Jember Darurat Museum Purbakala
JEMBER – Koleksi sejarah di Jember benar-benar luar biasa. Ratusan peninggalan sejarah dan prasejarah dapat ditemukan di berbagai wilayah di Jember, mulai dari artefak, arca, hinga barang-barang yang menunjukkan sisi kehidupan masyarakat ribuan tahun silam.
Belum lagi situs-situs yang mencerminkan tempat tinggal masyarakat prasejarah yang masih tertata rapi di tempat aslinya.
Seluruh peninggalan tersebut menunjukkan bahwa Jember sebenarnya sudah ada dan menjadi saksi sejarah sejak ratusan, bahkan mungkin ribuan tahun lalu. Bahkan pada kitab Negarakertagama, terdapat bab khusus yang menjelaskan tentang perjalanan Hayam Wuruk ke Jember.
“Jember sudah terekam dalam sejarah,” ungkap Didik Purbandrio, koordinator Wilayah Juru Pelihara Balai Pelestari Cagar Budaya di Kabupaten Jember, kepada Jawa Pos Radar Jember.
Dirinya menolak dengan tegas pada pendapat bahwa Jember hanya sebuah perlintasan dalam sejarah. Menurutnya, Jember termasuk pelaku dalam sejarah nasional. “Di Jember semuanya serba kompleks, sejak zaman Majapahit Jember sudah dipandang oleh para raja Majapahit,” lanjutnya.
Namun yang memprihatinkan, seluruh peninggalan sejarah tersebut seakan ‘dianaktirikan’. Barang-barang seperti batu kenong, artefak, menhir, hingga keris dan barang bersejarah lainnya hanya diletakkan pada ruangan seluas tak lebih dari 100 meter persegi.
Sebagian diantaranya berserakan begitu saja di berbagai sudut tanpa kotak penyimpanan, bahkan ada yang terpaksa ditaruh di luar ruangan.
Ini tentu menjadi ironi, sebab dengan begitu banyaknya artefak dan situs yang terdapat di Jember, seharusnya Jember memiliki museum sebagai media penyimpanan dan perawatan yang memadai.
Didik sendiri mengaku sudah mengajukan permohonan ke pemerintah setempat sejak dirinya baru bekerja di sana.
“Saya sudah sejak tahun 1991 mengajukan ke pemkab, tapi sampai sekarang tidak direalisasi,” akunya.
Di bawah balai pelestari cagar budaya, Didik menyebutkan bahwa lokasi penyimpanan saat ini bukanlah museum, melainkan kawasan kelompok arca pendidikan.

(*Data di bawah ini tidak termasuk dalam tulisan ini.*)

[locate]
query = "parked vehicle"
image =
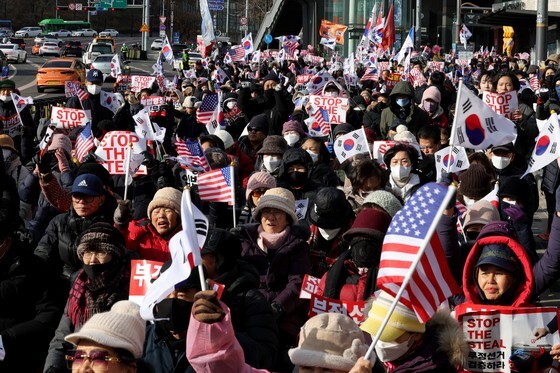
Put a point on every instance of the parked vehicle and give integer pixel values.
(14, 53)
(50, 48)
(72, 47)
(56, 71)
(29, 32)
(84, 32)
(109, 32)
(94, 50)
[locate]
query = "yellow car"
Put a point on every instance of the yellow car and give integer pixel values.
(55, 72)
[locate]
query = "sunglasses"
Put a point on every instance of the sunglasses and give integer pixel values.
(99, 359)
(258, 193)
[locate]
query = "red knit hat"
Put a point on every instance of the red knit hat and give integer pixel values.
(369, 223)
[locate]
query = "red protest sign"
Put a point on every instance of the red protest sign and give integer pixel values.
(502, 103)
(142, 272)
(112, 151)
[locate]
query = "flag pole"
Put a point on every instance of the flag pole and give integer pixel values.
(422, 249)
(232, 172)
(454, 124)
(187, 192)
(365, 137)
(127, 158)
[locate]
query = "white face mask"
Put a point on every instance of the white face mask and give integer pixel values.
(93, 89)
(292, 138)
(390, 351)
(271, 162)
(500, 162)
(468, 201)
(328, 234)
(400, 172)
(314, 156)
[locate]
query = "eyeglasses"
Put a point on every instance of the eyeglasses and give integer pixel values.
(100, 255)
(257, 193)
(99, 359)
(83, 197)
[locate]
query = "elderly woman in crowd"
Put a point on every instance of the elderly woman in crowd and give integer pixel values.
(102, 281)
(278, 249)
(109, 342)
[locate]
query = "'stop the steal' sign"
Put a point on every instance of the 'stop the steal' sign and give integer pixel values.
(112, 151)
(68, 119)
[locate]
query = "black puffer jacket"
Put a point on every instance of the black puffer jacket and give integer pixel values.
(30, 309)
(251, 315)
(58, 245)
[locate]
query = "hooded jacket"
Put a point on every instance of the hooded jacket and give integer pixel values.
(415, 118)
(499, 233)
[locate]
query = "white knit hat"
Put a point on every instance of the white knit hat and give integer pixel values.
(121, 327)
(384, 199)
(278, 198)
(166, 197)
(225, 136)
(329, 340)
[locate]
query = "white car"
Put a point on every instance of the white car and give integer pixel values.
(84, 32)
(157, 44)
(61, 33)
(13, 52)
(51, 48)
(29, 32)
(109, 32)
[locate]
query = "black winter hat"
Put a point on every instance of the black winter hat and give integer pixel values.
(331, 209)
(260, 122)
(475, 182)
(225, 246)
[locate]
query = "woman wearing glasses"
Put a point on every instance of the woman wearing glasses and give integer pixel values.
(110, 342)
(102, 282)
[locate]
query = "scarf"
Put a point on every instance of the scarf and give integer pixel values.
(88, 297)
(271, 241)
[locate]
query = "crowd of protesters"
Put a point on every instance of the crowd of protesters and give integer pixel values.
(67, 236)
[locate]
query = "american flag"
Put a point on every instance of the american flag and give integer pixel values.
(207, 107)
(431, 282)
(216, 185)
(534, 83)
(194, 155)
(78, 91)
(370, 74)
(84, 143)
(237, 53)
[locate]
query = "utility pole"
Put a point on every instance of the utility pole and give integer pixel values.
(542, 26)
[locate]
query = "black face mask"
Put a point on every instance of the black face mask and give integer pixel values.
(176, 311)
(94, 271)
(297, 178)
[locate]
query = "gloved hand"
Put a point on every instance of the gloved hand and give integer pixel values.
(277, 309)
(63, 165)
(123, 213)
(206, 307)
(45, 162)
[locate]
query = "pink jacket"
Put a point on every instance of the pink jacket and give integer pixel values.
(213, 347)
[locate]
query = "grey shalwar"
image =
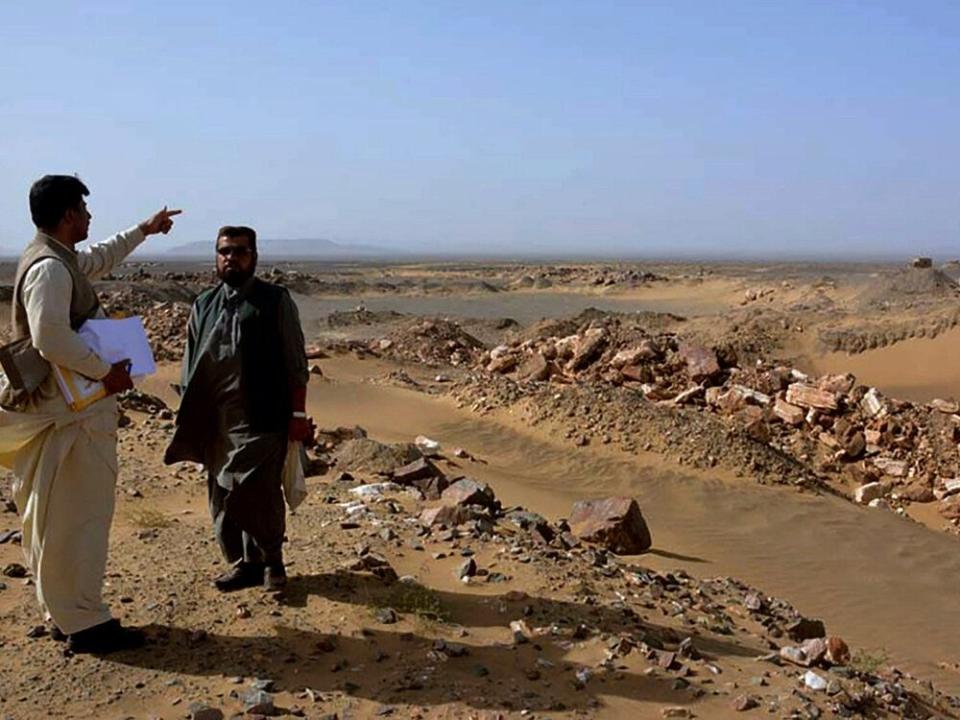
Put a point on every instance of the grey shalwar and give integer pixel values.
(244, 465)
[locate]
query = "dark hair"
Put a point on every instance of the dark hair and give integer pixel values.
(51, 196)
(235, 231)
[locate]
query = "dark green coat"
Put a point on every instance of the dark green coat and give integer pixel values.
(265, 378)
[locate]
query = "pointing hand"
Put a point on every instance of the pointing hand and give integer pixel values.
(161, 221)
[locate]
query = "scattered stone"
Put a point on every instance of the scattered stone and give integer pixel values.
(387, 616)
(199, 711)
(866, 493)
(469, 492)
(814, 681)
(615, 523)
(15, 570)
(805, 629)
(467, 569)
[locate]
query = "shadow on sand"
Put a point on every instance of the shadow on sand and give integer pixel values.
(412, 667)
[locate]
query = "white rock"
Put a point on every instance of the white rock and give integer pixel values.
(814, 681)
(868, 493)
(426, 445)
(374, 489)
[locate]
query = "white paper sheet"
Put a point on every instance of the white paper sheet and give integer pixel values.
(116, 340)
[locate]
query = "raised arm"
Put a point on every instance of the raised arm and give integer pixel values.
(98, 260)
(47, 288)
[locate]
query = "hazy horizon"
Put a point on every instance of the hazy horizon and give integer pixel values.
(683, 130)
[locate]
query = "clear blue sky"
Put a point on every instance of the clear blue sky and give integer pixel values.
(675, 127)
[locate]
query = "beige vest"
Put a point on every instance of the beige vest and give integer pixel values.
(83, 300)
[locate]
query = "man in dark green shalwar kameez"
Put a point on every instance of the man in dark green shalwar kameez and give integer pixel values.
(243, 399)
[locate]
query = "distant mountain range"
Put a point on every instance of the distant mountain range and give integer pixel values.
(302, 248)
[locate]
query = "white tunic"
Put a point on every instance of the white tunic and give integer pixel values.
(65, 463)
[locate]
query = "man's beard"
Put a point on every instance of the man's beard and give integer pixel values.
(236, 278)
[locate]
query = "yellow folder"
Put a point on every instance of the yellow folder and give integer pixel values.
(80, 392)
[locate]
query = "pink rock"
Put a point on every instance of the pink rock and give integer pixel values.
(616, 523)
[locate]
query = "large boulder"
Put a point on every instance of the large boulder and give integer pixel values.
(469, 492)
(702, 362)
(615, 523)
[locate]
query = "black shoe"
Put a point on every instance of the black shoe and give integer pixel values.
(105, 638)
(274, 577)
(242, 575)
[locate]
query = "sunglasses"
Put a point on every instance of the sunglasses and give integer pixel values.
(235, 250)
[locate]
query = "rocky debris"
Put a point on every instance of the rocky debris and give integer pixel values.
(15, 570)
(365, 454)
(432, 342)
(613, 523)
(552, 600)
(164, 308)
(865, 494)
(143, 402)
(199, 711)
(612, 381)
(469, 492)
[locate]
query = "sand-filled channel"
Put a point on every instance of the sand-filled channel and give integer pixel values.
(880, 581)
(918, 369)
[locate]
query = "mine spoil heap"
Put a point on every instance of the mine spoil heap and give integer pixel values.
(614, 381)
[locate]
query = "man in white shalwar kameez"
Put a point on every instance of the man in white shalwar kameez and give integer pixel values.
(65, 462)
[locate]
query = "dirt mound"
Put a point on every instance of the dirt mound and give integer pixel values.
(432, 342)
(165, 320)
(613, 382)
(362, 316)
(908, 287)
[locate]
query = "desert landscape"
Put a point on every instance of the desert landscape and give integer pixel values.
(789, 433)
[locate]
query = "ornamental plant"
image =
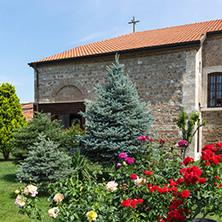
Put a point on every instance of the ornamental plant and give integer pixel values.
(11, 117)
(45, 163)
(115, 118)
(138, 192)
(189, 125)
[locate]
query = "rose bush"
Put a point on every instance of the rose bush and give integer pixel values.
(153, 187)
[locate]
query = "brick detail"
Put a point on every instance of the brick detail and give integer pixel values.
(212, 51)
(69, 93)
(161, 79)
(212, 132)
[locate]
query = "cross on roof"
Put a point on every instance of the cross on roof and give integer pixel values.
(134, 23)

Hanya sesekali saja tempat ini disebut sebagai museum, terutama ketika dalam even tertentu. “Kita bahkan pernah ikut lomba dan mendapat juara dua. Ini artinya potensi sejarah di Jember sangat luar biasa,” tegasnya.
Namun, alih-alih mendapat apresiasi atau tempat dan fasilitas yang layak untuk menyimpan koleksi tersebut, dirinya justru dihadapkan pada kondisi sebaliknya. Jangankan tempat yang layak, untuk merawat dan membersihkan peninggalan saja kembang kempis.

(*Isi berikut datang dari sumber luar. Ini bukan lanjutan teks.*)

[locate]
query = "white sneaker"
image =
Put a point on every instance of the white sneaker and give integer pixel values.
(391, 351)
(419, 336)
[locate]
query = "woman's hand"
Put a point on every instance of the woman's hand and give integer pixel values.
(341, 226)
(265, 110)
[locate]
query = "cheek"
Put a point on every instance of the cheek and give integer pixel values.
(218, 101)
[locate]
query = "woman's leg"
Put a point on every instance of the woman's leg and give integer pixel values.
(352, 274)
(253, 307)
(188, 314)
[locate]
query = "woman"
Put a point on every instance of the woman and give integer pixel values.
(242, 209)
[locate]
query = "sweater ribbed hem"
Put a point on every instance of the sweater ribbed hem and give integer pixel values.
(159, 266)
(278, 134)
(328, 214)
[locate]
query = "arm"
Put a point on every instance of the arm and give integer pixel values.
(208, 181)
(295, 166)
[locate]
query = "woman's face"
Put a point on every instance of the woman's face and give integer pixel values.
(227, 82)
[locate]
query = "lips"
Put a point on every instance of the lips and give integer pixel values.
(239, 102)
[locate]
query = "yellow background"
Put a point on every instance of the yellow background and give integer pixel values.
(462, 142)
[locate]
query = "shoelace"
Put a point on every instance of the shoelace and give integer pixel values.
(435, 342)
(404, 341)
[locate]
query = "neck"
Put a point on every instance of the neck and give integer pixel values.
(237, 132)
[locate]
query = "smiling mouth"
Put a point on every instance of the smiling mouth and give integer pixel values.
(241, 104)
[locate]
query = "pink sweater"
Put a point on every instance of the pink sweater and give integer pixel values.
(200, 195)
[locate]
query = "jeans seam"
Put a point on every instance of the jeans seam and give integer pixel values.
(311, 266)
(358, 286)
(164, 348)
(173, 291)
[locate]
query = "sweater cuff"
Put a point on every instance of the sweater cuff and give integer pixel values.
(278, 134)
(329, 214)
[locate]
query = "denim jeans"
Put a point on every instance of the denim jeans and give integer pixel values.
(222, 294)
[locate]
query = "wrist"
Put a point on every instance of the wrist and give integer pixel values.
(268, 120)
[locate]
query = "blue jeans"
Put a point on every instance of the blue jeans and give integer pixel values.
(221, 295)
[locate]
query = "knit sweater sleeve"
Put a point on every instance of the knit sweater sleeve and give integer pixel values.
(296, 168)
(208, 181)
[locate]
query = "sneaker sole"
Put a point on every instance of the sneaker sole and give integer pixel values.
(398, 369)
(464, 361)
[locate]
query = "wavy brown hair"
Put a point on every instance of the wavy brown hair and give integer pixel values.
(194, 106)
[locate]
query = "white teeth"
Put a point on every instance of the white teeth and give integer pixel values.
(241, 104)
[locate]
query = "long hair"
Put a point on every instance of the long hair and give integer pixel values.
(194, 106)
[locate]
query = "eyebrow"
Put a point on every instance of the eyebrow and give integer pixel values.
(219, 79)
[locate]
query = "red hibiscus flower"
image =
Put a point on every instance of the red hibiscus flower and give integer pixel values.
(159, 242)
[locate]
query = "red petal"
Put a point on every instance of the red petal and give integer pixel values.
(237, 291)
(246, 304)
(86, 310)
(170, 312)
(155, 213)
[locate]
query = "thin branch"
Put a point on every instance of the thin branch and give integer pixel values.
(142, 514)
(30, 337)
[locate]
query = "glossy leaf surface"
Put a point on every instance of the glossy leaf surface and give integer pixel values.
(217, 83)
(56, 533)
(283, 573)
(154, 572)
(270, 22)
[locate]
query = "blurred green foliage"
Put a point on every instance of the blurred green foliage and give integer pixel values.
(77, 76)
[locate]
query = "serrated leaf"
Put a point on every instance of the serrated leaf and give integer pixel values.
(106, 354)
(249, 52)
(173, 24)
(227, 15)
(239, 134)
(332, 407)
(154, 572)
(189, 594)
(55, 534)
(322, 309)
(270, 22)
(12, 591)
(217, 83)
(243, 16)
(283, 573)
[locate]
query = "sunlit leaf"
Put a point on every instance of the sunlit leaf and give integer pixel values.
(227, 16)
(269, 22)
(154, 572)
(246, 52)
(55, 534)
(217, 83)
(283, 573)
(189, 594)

“Ini contoh kecil, tahun 2016 saya hanya mendapat satu botol pembersih kaca, satu liter pembersih lantai, sapu, dan alat bersih-bersih semacamnya,” keluhnya. Padahal, lanjut dia, kebutuhan pemeliharaan dan perawatan cagar budaya tak hanya sekadar pembersih biasa. Apalagi untuk merawat situs-situs yang ada di luar ruangan.

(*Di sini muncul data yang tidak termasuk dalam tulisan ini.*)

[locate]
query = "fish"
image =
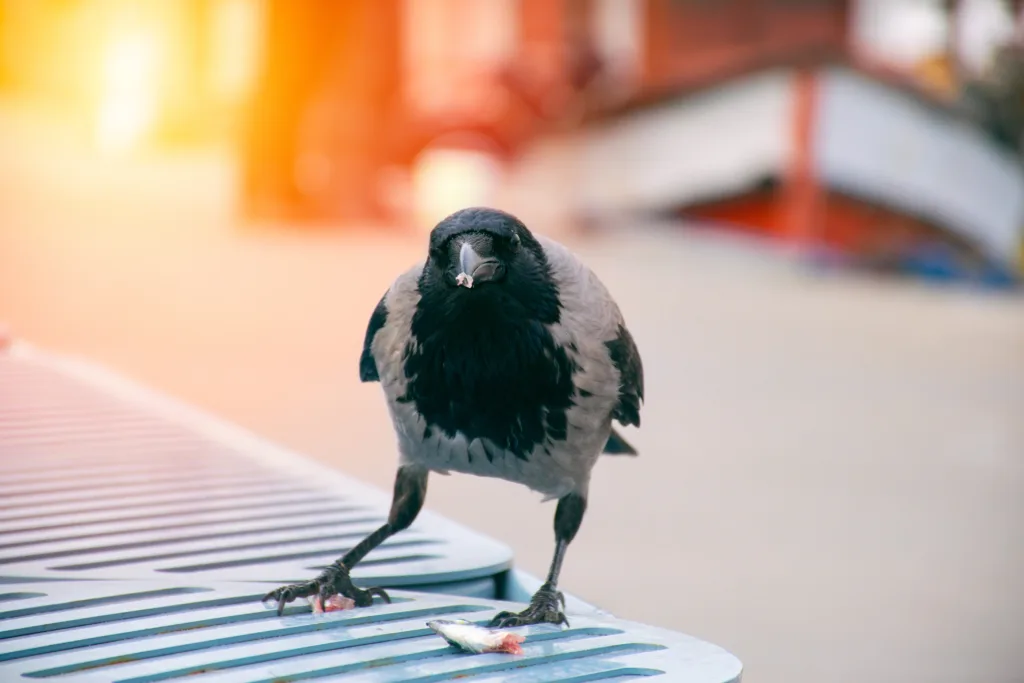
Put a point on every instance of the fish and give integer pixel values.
(473, 638)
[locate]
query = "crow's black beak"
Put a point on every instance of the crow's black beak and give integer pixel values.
(475, 268)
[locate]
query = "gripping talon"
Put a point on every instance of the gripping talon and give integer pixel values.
(334, 581)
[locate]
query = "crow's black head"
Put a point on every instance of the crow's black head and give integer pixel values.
(482, 257)
(482, 360)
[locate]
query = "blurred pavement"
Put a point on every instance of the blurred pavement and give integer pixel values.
(832, 472)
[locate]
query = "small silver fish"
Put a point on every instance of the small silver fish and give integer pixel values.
(475, 638)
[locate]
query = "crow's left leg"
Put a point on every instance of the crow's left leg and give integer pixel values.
(410, 489)
(544, 605)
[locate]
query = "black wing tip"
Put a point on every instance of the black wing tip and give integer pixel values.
(617, 445)
(368, 366)
(368, 369)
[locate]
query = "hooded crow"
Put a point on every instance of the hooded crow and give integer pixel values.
(501, 355)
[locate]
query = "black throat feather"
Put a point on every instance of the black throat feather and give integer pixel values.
(484, 365)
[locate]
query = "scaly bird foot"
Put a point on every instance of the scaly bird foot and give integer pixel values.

Padahal peninggalan spektakuler ini juga banyak dikunjungi oleh berbagai pihak, baik domestik maupun mancanegara.
Bahkan World Wildlife Fund (WWF) dan National Geographic dibuat takjub ketika melihat sendiri koleksi prasejarah di tempat tersebut. “Mereka merasa wah dalam dua hal. Satu, koleksi seperti ini hanya ada di Jember, tidak ada di daerah atau bahkan negara lain. Kedua, terkejut karena seperti ini penghargaan pemerintah daerah terhadap koleksi dari cagar budaya,” tegasnya.
Karena itu, Didik mengaku terkejut ketika mendengar adanya inisiasi museum konstitusi dan diorama. Dirinya menilai, hal tersebut masih kalah penting dibandingkan dengan benda-benda bersejarah yang saat ini sudah ada di Jember.
“Jember masih punya banyak situs purbakala asli yang masih belum dieksplor. Belum lagi tempat penyimpanan peninggalan sejarah kabupaten sendiri yang ngenes seperti ini. Kok malah mau bikin museum konstitusi. Ini kontra-produktif,” pungkasnya.